- Kategori
- İnançlar
Hakaret mi, eleştiri mi ?
“İşte (şu) namaz kılanların vay haline Ki onlar, namazlarında yanılgıdadırlar.” Maun: 4-5
Eleştiri, hayatın doğru yolda ilerlemesi için, yollara konulan trafik levhaları gibidir. O levhalara dikkat edilmediği takdirde hayat kendiliğinden farkında olmadan uçurumlarda kendini imha edebilir. Bu işaretlerin konulacağı yerler iyi belirlenmez ve sürücülerin o levhalara odaklanması gibi hayattaki eleştirilerde, eleştirilen makamda olanların dikkatini eleştirinin verdiği mesaja değil de, eleştirinin kendisine yoğunlaşmasını sağlarsa orada hayatta yıkım kaçınılmaz olur.
Eleştiri mekanizmasının gelişmediği toplumlarda yeni fikir ve düşüncelerin önü tıkanmış, toplumların gelişim ivmesi durdurulmuş ve toplumlar karanlık bir yaşamı yaşamak zorunda bırakılmıştır. Bu uygulamaların görüldüğü toplumlarda genellikle zorba diktatörlerin egemenliği hükümrandır. Bu dikta yönetimler tek boyutlu bir at gözlüğü ile yaşamayı insanlara reva gördüklerinden, buralarda insanlığın yeni buluşlarına ve hayatın farklı renklerine rastlamanız imkânsızdır. Buralarda yapılacak sıradan açıklamalar bile birçok köprüleri yerinden alıp götürebilir.

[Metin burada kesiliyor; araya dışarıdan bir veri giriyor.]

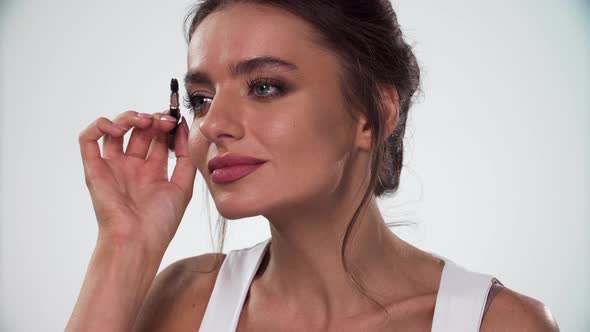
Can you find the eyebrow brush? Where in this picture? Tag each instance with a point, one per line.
(174, 111)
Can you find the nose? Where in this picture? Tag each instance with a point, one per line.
(222, 120)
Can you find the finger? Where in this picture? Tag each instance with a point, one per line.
(113, 146)
(184, 172)
(141, 138)
(89, 137)
(158, 150)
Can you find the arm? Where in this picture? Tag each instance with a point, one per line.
(511, 311)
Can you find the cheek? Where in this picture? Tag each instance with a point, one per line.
(197, 147)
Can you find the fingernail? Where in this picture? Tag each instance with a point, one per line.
(122, 127)
(168, 118)
(144, 115)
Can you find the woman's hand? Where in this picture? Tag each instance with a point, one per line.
(133, 199)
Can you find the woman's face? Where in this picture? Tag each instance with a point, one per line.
(296, 120)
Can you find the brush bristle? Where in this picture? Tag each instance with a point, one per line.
(174, 85)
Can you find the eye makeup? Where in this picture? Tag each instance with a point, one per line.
(280, 88)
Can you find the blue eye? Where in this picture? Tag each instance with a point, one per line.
(261, 86)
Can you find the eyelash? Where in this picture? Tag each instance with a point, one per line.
(280, 87)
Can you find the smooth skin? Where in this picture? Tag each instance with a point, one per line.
(317, 165)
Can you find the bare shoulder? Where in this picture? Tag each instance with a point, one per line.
(512, 311)
(179, 294)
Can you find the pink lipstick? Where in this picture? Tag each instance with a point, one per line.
(231, 167)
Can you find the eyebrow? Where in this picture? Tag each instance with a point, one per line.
(243, 67)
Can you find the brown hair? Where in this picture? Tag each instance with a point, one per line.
(367, 39)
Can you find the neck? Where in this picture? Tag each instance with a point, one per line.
(303, 266)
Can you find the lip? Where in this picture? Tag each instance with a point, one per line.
(232, 173)
(229, 167)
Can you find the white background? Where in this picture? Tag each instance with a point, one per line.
(498, 145)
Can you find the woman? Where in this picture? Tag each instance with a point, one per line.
(316, 96)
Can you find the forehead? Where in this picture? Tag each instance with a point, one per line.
(246, 30)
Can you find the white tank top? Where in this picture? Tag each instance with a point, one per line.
(460, 301)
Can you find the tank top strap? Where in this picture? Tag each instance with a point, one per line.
(461, 299)
(231, 287)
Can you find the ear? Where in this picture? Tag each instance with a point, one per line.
(390, 108)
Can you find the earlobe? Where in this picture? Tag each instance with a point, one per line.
(390, 108)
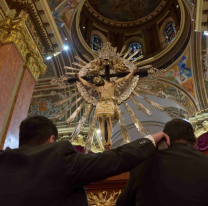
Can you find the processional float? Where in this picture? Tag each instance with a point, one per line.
(109, 65)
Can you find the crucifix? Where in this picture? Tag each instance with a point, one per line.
(106, 108)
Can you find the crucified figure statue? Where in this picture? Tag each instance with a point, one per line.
(106, 108)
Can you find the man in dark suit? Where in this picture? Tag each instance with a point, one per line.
(42, 174)
(177, 176)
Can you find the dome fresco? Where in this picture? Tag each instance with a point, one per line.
(124, 10)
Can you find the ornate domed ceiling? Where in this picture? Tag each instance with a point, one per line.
(124, 10)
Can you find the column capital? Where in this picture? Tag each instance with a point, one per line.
(14, 31)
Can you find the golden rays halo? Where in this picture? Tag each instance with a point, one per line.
(118, 62)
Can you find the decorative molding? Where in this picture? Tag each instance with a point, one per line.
(176, 113)
(126, 24)
(14, 31)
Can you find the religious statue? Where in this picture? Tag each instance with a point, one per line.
(101, 199)
(106, 108)
(101, 94)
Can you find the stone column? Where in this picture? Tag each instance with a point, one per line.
(20, 67)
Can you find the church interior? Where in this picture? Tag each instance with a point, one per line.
(44, 43)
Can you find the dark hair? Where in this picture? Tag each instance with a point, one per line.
(36, 130)
(178, 129)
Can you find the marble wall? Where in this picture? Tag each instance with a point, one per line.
(10, 64)
(20, 111)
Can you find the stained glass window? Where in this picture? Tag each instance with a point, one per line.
(134, 46)
(97, 43)
(170, 32)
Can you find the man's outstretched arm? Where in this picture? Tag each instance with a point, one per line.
(83, 169)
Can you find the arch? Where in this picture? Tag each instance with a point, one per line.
(96, 43)
(100, 34)
(170, 32)
(136, 39)
(162, 29)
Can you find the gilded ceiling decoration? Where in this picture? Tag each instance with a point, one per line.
(14, 31)
(124, 10)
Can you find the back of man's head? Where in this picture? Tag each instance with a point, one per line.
(180, 131)
(36, 130)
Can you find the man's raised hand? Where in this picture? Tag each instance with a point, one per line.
(161, 135)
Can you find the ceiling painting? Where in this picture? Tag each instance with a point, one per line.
(181, 73)
(65, 12)
(124, 10)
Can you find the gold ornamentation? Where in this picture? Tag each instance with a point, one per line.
(64, 100)
(14, 31)
(81, 123)
(200, 122)
(86, 94)
(91, 132)
(67, 108)
(130, 86)
(124, 132)
(72, 117)
(141, 106)
(101, 198)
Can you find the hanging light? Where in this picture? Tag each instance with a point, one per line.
(65, 47)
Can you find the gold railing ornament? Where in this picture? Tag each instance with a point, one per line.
(200, 122)
(102, 199)
(14, 31)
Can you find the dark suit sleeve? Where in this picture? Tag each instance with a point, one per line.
(138, 190)
(83, 169)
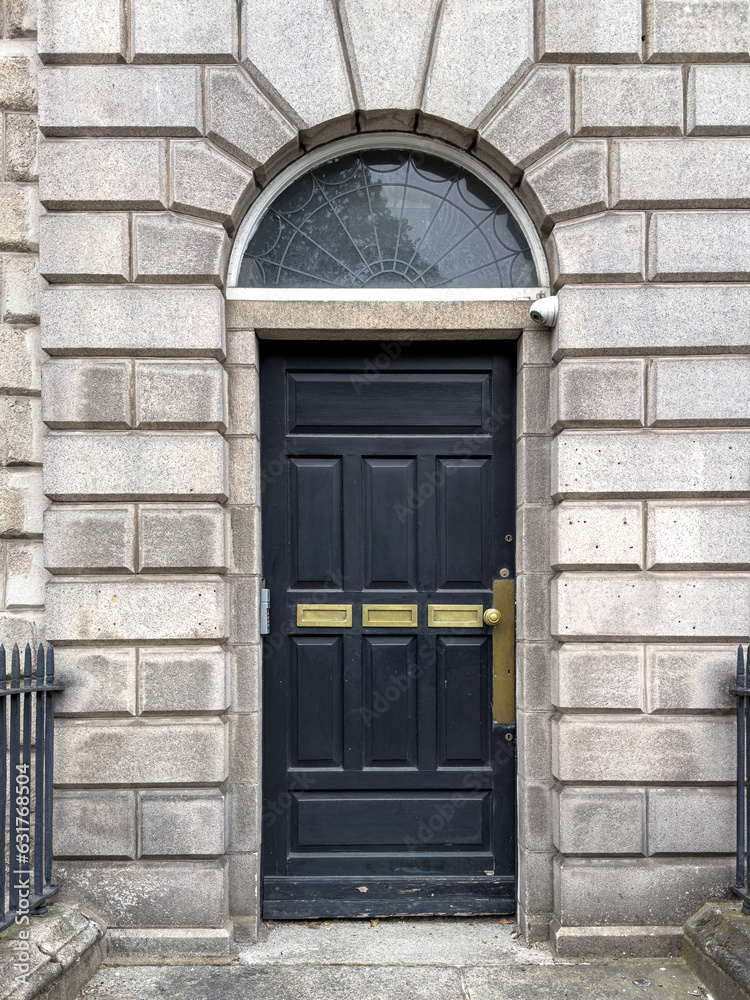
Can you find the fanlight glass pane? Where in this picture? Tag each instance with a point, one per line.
(388, 218)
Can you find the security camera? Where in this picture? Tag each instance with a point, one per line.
(544, 311)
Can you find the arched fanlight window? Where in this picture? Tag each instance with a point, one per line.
(386, 216)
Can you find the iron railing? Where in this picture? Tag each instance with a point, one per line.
(26, 789)
(742, 691)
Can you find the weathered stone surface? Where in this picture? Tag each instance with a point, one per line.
(597, 535)
(706, 535)
(96, 681)
(241, 120)
(78, 393)
(21, 148)
(651, 463)
(691, 821)
(167, 247)
(628, 100)
(179, 680)
(25, 575)
(608, 247)
(388, 46)
(680, 173)
(103, 173)
(195, 31)
(182, 538)
(597, 393)
(600, 821)
(204, 182)
(181, 394)
(133, 320)
(120, 100)
(535, 119)
(21, 288)
(588, 31)
(646, 320)
(603, 676)
(77, 31)
(20, 361)
(570, 182)
(718, 100)
(94, 824)
(690, 678)
(591, 606)
(22, 503)
(699, 246)
(154, 894)
(697, 30)
(85, 539)
(181, 822)
(148, 466)
(19, 215)
(297, 50)
(85, 247)
(468, 71)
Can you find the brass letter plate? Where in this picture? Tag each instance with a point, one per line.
(389, 615)
(455, 615)
(325, 615)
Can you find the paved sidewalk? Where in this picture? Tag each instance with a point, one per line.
(452, 959)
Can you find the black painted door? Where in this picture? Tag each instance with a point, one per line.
(388, 512)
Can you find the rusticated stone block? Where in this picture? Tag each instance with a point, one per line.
(241, 120)
(690, 678)
(134, 320)
(598, 393)
(195, 31)
(152, 894)
(651, 463)
(80, 31)
(207, 183)
(628, 606)
(86, 393)
(104, 752)
(181, 822)
(600, 820)
(182, 538)
(597, 536)
(86, 539)
(181, 394)
(120, 100)
(179, 680)
(103, 174)
(89, 824)
(644, 749)
(680, 173)
(22, 503)
(696, 246)
(148, 466)
(646, 320)
(602, 676)
(138, 609)
(85, 247)
(170, 248)
(96, 681)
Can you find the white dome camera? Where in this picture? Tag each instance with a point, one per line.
(544, 311)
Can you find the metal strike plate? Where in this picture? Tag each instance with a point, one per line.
(504, 653)
(390, 615)
(324, 615)
(455, 615)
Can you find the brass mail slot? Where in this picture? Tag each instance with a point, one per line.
(455, 615)
(324, 615)
(389, 615)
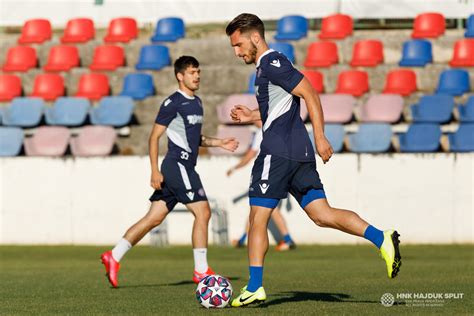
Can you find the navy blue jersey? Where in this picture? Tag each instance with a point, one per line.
(182, 115)
(284, 133)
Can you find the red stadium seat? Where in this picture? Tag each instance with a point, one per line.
(355, 82)
(401, 81)
(48, 86)
(107, 57)
(20, 58)
(78, 30)
(10, 87)
(35, 31)
(463, 54)
(62, 58)
(121, 30)
(336, 26)
(428, 25)
(367, 53)
(321, 54)
(93, 86)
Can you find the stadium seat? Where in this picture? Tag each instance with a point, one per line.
(48, 86)
(11, 140)
(423, 137)
(463, 139)
(138, 86)
(386, 108)
(62, 58)
(48, 141)
(400, 81)
(463, 53)
(428, 25)
(23, 112)
(10, 87)
(121, 30)
(35, 31)
(337, 108)
(336, 26)
(367, 53)
(315, 78)
(371, 138)
(78, 30)
(20, 58)
(291, 27)
(355, 82)
(68, 112)
(115, 111)
(436, 108)
(169, 30)
(454, 82)
(93, 141)
(153, 57)
(321, 54)
(107, 57)
(93, 86)
(284, 48)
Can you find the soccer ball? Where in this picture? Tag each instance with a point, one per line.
(214, 291)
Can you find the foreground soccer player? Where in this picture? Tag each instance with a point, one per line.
(180, 116)
(287, 161)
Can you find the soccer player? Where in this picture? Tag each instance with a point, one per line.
(180, 116)
(286, 162)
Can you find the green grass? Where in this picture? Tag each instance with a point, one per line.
(310, 280)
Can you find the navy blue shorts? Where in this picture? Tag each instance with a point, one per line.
(273, 177)
(181, 184)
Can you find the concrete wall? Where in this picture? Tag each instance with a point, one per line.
(428, 198)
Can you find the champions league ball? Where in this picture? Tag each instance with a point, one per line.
(214, 291)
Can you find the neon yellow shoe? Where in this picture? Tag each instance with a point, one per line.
(246, 297)
(391, 253)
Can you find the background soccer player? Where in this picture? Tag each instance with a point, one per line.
(286, 162)
(180, 116)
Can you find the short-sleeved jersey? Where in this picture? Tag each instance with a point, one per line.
(182, 115)
(284, 133)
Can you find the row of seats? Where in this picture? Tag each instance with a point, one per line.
(53, 141)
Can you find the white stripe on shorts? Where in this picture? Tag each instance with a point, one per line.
(184, 175)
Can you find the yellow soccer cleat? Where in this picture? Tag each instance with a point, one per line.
(391, 253)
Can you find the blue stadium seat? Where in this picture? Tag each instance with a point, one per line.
(284, 48)
(423, 137)
(168, 30)
(291, 27)
(68, 112)
(436, 108)
(11, 140)
(463, 139)
(114, 111)
(371, 138)
(23, 112)
(454, 82)
(416, 53)
(153, 57)
(138, 86)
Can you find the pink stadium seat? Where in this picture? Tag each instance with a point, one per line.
(367, 53)
(35, 31)
(121, 30)
(108, 57)
(62, 58)
(10, 87)
(49, 141)
(20, 58)
(93, 141)
(386, 108)
(78, 30)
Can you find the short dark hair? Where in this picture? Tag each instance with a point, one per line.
(184, 62)
(246, 22)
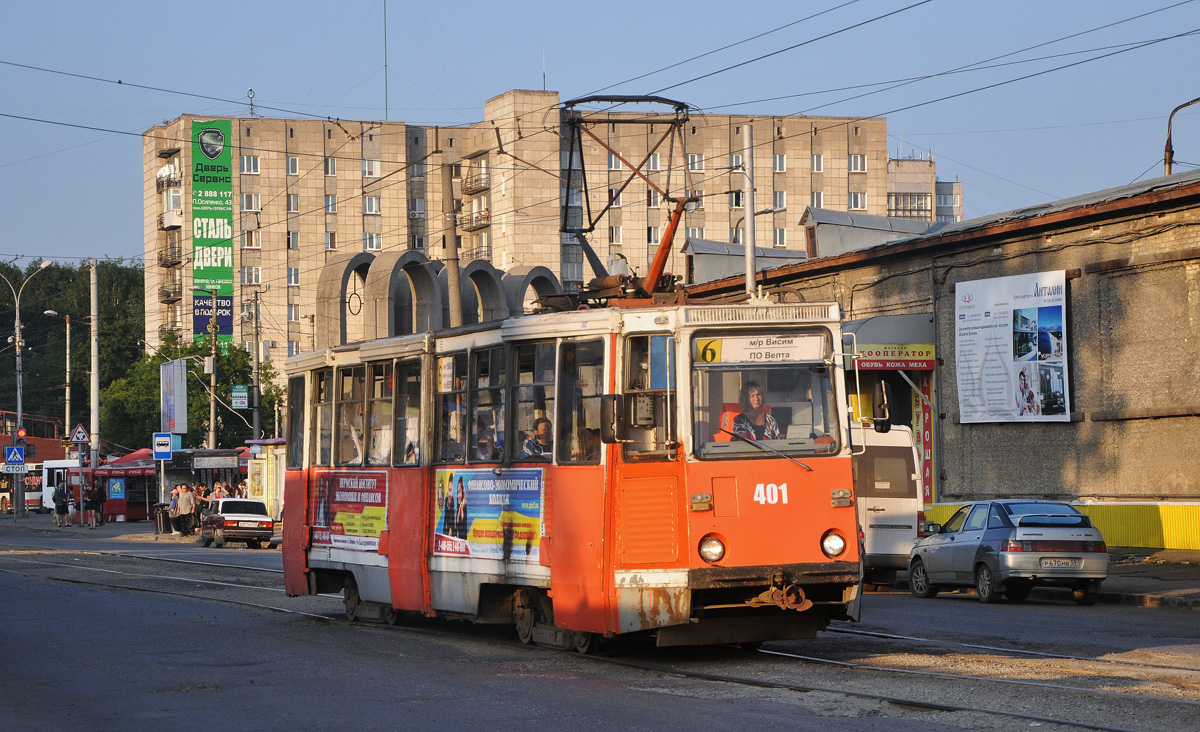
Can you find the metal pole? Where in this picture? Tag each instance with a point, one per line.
(748, 202)
(257, 431)
(95, 364)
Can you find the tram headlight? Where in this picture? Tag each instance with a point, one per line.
(833, 544)
(712, 549)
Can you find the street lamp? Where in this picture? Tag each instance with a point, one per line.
(66, 418)
(19, 485)
(213, 367)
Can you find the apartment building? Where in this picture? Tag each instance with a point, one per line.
(252, 209)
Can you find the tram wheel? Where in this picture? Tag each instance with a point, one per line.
(585, 642)
(351, 599)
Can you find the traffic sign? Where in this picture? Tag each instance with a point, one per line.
(162, 445)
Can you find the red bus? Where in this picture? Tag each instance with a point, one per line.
(682, 471)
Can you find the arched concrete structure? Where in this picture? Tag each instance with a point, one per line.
(519, 280)
(333, 286)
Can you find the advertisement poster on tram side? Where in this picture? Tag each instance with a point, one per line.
(479, 514)
(1011, 348)
(349, 510)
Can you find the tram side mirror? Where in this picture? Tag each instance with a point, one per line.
(612, 418)
(882, 407)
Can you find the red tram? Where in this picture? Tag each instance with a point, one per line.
(583, 474)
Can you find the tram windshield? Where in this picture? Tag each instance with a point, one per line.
(763, 395)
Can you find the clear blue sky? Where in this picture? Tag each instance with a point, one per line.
(71, 193)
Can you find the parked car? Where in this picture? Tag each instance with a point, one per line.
(237, 520)
(1006, 547)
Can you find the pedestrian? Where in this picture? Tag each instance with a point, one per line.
(60, 507)
(186, 510)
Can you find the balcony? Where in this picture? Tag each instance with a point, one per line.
(171, 219)
(475, 183)
(475, 221)
(171, 292)
(171, 256)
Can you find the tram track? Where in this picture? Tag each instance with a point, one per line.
(111, 579)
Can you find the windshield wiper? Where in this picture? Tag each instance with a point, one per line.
(765, 448)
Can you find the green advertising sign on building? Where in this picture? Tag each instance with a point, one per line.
(213, 227)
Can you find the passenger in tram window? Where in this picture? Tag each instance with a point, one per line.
(540, 445)
(755, 421)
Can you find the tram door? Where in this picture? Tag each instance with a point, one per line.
(648, 521)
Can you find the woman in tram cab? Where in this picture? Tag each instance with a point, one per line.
(755, 421)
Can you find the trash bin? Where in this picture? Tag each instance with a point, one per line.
(162, 517)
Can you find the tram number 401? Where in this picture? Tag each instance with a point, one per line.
(771, 493)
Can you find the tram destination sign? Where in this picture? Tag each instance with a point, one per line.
(761, 349)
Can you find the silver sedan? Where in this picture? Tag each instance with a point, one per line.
(1006, 547)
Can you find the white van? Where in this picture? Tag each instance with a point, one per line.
(891, 493)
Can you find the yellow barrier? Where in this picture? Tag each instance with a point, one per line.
(1144, 525)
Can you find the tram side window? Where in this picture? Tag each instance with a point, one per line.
(379, 415)
(651, 397)
(349, 415)
(295, 421)
(487, 405)
(451, 407)
(408, 413)
(580, 385)
(323, 417)
(533, 401)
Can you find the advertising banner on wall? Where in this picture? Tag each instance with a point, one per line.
(349, 510)
(479, 514)
(1011, 348)
(213, 227)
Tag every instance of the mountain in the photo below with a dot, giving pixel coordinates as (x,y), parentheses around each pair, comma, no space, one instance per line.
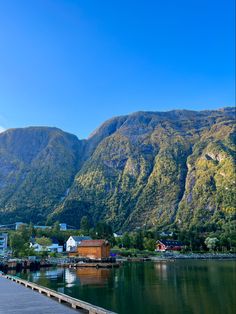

Kültürel yozlaşmanın oluşumuna bakarsanız, bir kültürün, kendini koruma ve kollama adına dış dünya ile irtibatını koparıp, kendi kendine yeterli olduğunu iddia etmesiyle içine düştüğü çekilmez durumdur. Bu durumda kültürel değerler albenisini kaybeder, insanların gözündeki prestijini yitirir, yavaş yavaş sıradanlaşıp kimsenin ilgi göstermediği basit bir yaşama dönüşür; zamanla da kendiliğinden ortadan kalkar. İşte eleştirinin hayatlardan koparıldığı ortamlarda yozlaşmadan başka bir hayata rastlayamazsınız. Yozlaşmış yaşamlar, bir cazibe merkezi asla olamazlar, onlar insanlar nezdindeki yerlerini kesinlikle koruyamazlar. Eleştiri, yaşama potansiyel enerji kazandıran bir araç gibidir. Araçtan gelen enerjiniz kesildiğinde aracın çalışması nasıl ki durursa, eleştiriyi yok ettiğiniz zaman da hayat durur. Baskı ve zorlamayla sevdirilmek istenen bir yaşam, tüm hayatları kuşatmaya başlar. Zorlamayla devam ettirilen ve daim var olan bir yaşam tarzını göstermek mümkün müdür? Bu sorumuza verilecek cevabın hayır olduğunu söylemek o kadar zor değildir. O halde yapılması gereken hayatın odağına eleştiri mekanizmasını koyalım ki, daima kendini yenileyen bir araç gibi bizde yalpalamadan yolumuza devam edelim.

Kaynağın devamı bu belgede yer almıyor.